Since HP over time can destroy the normal barrier protecting the stomach mucosa from the acid , HP can result in gastritis (mucosal inflammation in the stomach) and peptic ulcers, especially in duodenum. Most people with ulcers are infected with HP .

Between 10 and 20% of all HP will subsequently develop ulcer and/or gastritis. On the other hand 80-90% of HP positive individuals wil not experience any problems. Thus many people do not know if they have HP in the stomach.

Is long-term HP infection dangerous?

The life-time risk of gastric cancer is approx. 1%. Long-term HP infection increases the risk of gastric cancer 6-8 times. On the other hand protects HP infection against cancer of the esophagus and the gastro-esophageal junction .

How do we find HP infection?

A HP infection without symptoms is almost never found as individuals usually only present themselves to their doctor with a problem.

HP can be detected in a breath test or stool sample. Both methods demonstrate HP with approx. 90 % confidence .

HP can also be detected during endoscopy (gastroscopy) with tissue sampling (biopsies) for microscopy. Endoscopy is indicated in cases of suspected ulcercancer and usually above 40 years of age.

How is HP treated?

HP infection is treated with 2 types of antibiotics together with an acid-reducing medicament for a week.

Raskovs Clinic will send you a prescription for the treatment if the results of the tests are positive for HP.

How do we know if the treatment was effective?

Four weeks after the antibiotic treatment you have to go to the lab and do a breath test.

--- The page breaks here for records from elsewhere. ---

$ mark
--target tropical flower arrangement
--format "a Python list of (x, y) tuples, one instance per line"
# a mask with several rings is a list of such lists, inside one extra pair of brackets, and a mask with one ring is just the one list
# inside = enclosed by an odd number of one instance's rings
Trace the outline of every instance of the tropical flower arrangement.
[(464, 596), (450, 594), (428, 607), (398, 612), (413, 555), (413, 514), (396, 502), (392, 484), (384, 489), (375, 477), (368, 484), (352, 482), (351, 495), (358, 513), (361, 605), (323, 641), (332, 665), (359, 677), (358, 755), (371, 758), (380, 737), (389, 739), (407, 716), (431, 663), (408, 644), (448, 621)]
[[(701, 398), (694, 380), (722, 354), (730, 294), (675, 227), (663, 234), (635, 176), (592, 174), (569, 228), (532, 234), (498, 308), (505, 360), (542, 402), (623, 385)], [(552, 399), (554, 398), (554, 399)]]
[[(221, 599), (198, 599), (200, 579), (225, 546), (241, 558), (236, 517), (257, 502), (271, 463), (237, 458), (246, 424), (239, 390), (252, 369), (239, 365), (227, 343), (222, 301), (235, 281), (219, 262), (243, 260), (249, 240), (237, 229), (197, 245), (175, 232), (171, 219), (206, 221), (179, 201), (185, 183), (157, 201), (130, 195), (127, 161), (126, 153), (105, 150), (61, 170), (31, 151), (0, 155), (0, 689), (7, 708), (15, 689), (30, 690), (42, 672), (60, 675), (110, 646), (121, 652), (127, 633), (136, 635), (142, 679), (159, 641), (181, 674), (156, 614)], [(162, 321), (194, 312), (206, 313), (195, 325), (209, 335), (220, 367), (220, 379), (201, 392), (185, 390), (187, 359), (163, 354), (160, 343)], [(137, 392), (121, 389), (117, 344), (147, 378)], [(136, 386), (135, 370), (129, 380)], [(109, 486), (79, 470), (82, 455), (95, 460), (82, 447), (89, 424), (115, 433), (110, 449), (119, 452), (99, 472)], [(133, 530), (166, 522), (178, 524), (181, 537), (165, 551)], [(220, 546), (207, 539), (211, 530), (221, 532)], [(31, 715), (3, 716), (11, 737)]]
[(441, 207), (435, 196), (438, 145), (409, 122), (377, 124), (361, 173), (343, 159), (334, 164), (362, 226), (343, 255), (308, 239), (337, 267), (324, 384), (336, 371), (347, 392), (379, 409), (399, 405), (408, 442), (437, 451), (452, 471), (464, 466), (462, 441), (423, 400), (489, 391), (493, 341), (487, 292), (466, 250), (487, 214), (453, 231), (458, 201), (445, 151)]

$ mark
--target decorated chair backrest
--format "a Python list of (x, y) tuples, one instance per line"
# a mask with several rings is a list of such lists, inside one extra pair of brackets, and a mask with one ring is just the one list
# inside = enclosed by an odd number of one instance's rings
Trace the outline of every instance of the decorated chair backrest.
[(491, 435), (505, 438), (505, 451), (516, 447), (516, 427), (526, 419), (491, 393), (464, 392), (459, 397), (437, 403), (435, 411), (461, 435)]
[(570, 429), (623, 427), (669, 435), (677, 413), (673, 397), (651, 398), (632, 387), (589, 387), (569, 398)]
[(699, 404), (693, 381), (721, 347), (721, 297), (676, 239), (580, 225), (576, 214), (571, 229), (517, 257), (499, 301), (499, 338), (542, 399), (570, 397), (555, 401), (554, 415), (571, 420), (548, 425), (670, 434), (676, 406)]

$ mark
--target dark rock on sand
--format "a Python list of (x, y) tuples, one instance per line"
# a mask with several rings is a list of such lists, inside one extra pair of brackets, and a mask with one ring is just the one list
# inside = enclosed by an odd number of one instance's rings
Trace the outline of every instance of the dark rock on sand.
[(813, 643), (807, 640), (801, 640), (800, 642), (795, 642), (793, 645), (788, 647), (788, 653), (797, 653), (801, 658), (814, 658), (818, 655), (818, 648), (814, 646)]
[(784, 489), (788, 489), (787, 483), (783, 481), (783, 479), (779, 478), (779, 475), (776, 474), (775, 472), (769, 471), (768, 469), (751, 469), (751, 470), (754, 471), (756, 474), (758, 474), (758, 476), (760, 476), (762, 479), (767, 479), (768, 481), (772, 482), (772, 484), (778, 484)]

Along with the recipe, you will receive a requisition for the breath test. Once the result has been received by Raskovs Clinic you will be contacted.

What if the treatment was ot effective?

In some cases HP is resistant to the commonly used antibiotics. If this is the case (i.e. positive breath test following treatment) a new treatment with other drugs must be initiated. You will receive information from Raskovs Clinic.

What if the breath test is positive despite several treatment attempts?

If the first two standard treatments have not been effective, it may be necessary to carry out an endoscopy with bacterial samples to investigate the resistance patterns of the bacteria.

What if the bacteria can not be eradicated?

In rare cases it is not possible to eradicate the bacteria despite all treatment attempts. In these cases control endoscopies are recommende every 2 years to check for development of gastritis and ulcers. Most cases of chronic HP infection will not cause any problems.